Пусть что-то скажет. Что угодно.

– Я ничего не сделал? – спрашиваю я его.

– Нет, ты ничего не сделал.

– Может, ты еще скажешь, что я струсил?

– Я никогда не гордился тобой.

– Как и я тобой.

Палец отца прячется в ладонь, та сжимается в кулак.

Я не боюсь этого кулака. Пусть засунет его себе в жопу, и пусть приятели по камере ему помогут. Пусть сжимает кулаки и таращится, в своем спортивном костюме и шлепках, со своей обрастающей головой. Он не заставит меня, чтобы я сел, чтобы я отступил.

– Эй, там, все нормально? – спрашивает охранник.

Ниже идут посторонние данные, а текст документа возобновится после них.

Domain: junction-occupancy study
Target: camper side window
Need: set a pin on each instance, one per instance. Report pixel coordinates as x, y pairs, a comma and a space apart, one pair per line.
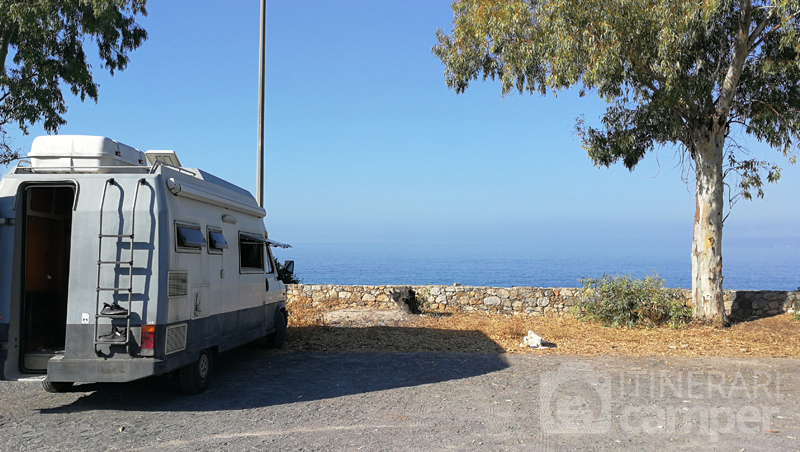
216, 241
189, 238
270, 260
251, 254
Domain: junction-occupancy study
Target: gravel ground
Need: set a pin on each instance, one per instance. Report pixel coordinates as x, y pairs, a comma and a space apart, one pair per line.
266, 400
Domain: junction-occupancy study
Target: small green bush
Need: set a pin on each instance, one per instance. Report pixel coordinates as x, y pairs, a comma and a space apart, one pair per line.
624, 301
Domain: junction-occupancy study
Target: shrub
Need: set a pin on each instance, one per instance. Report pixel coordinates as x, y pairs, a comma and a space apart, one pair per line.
624, 301
284, 275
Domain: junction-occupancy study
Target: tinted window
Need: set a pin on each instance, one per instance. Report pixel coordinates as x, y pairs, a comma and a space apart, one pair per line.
251, 253
217, 240
189, 237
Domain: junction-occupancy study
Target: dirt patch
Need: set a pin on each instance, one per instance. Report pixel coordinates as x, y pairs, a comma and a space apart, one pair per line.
481, 333
364, 317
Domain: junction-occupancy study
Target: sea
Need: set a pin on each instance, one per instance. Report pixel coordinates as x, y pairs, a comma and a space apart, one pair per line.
484, 264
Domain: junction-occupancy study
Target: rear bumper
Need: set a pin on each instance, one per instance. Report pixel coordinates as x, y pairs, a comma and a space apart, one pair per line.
103, 370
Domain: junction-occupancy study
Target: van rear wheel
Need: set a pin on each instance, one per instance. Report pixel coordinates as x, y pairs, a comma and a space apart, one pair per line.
194, 378
56, 386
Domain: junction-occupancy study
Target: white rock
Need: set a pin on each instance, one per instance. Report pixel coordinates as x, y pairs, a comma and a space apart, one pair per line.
533, 340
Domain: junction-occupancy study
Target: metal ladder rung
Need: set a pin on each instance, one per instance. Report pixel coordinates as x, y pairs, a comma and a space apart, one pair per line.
126, 238
115, 341
112, 316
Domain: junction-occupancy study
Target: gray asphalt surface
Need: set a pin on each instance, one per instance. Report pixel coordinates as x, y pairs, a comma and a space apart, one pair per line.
263, 400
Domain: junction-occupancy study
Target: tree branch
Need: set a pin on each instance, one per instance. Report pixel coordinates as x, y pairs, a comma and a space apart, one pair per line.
740, 52
757, 43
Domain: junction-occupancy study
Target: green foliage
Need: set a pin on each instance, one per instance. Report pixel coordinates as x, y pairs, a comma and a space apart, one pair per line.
44, 40
624, 301
674, 72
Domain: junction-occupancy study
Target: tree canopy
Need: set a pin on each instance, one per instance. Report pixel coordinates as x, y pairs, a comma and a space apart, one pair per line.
45, 43
675, 72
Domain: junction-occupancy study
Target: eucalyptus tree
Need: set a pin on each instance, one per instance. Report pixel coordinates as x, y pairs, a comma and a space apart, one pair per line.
41, 52
674, 72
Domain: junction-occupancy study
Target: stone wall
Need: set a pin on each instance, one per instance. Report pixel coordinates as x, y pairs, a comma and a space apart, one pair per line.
533, 301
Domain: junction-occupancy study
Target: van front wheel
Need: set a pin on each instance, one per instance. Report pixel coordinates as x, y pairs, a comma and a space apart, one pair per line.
194, 378
56, 386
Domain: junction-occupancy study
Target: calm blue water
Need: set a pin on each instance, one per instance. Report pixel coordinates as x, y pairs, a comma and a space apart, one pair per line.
745, 268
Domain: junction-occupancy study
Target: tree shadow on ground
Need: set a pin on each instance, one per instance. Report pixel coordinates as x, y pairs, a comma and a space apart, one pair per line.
254, 376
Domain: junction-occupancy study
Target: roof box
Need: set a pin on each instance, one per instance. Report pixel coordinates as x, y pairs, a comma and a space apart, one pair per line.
64, 153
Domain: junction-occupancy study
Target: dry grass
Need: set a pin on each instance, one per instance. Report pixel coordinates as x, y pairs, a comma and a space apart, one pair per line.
481, 333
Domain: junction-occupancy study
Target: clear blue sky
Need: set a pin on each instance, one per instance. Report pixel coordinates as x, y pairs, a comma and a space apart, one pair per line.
366, 144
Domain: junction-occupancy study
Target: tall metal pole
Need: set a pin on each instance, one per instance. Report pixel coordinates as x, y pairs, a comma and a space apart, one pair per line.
262, 48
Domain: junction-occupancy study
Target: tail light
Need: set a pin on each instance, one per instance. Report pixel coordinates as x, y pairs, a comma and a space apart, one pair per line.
148, 340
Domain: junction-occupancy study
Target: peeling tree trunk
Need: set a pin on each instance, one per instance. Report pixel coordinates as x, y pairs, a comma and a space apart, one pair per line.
707, 293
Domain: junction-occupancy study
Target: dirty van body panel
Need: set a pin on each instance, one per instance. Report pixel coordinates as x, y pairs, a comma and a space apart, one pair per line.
7, 234
222, 306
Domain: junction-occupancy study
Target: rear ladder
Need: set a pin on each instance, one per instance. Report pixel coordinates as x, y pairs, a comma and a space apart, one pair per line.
125, 339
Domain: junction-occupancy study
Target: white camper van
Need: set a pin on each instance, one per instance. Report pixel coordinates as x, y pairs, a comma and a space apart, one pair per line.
117, 265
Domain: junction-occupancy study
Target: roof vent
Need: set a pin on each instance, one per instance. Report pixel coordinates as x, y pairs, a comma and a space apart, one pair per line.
165, 157
65, 153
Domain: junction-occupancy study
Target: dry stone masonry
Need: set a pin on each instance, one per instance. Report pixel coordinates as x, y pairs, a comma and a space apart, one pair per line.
533, 301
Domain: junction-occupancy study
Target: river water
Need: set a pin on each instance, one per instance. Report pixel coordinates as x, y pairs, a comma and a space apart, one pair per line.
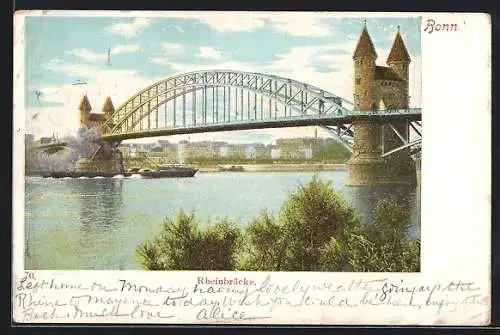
97, 223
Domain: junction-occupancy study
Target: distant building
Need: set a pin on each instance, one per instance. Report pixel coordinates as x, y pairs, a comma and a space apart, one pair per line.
299, 148
29, 140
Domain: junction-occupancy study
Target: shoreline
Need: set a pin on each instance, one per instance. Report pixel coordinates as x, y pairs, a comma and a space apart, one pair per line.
277, 167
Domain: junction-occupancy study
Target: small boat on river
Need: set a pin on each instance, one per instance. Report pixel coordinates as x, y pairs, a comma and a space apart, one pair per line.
230, 168
168, 171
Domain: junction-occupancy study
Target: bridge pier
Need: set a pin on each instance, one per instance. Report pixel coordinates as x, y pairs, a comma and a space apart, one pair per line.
107, 159
366, 167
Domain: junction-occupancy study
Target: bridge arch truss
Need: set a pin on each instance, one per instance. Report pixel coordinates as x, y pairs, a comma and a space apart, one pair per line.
221, 97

– Все нормально! – кричит в ответ Гжесь.

Я вовсе не ненавижу отца. Я не могу его терпеть. Не могу терпеть его, и это просто и по-человечески, не могу его терпеть так, как не могут терпеть молочного супа или радио в такси, или запаха старых людей, которые моются раз в неделю. Просто не могу терпеть этого тупого, лысого, фанатичного, твердого, как бетонная отливка, молчаливого сукиного сына, который в своем воображении – ротмистр Пилецкий [123], скрещенный с Чаком Норрисом, а на самом деле – просто кукла, жестяная коробка, жестяной голем, кусок бетона с намалеванной углем мордой. Лицо у него – такое же, как фасад его дома.

– Опусти руку, – говорит Гжесь. – Спрячь уже эту руку, папа.

– Ты и так струсил, потому что ты – трус, ты всегда прячешься, даже когда тебе жену свою нужно трахнуть – все равно спрячешься, – говорит отец, а я толкаю стол в сторону и, прежде чем отец успевает отреагировать, подскакиваю к нему, прижимаю к стене, изо всех сил вжимаю ему локоть в горло, изо всех сил, какие у меня есть, а он пытается меня оттолкнуть, но я нажимаю на его горло всем своим весом, не вижу, но слышу, как все вскакивают со стульев, слышу, как бежит в нашу сторону охранник, слышу, как рвут меня за одежду две пары рук, но не могут сдвинуть меня с места. Я прибил его собой к стене. Моя сила поглотила его силу. Чувствую, как тело его замирает, делается деревянным. Вижу, как он краснеет. Слышу, как он дышит. Знаю, что он теряет дыхание.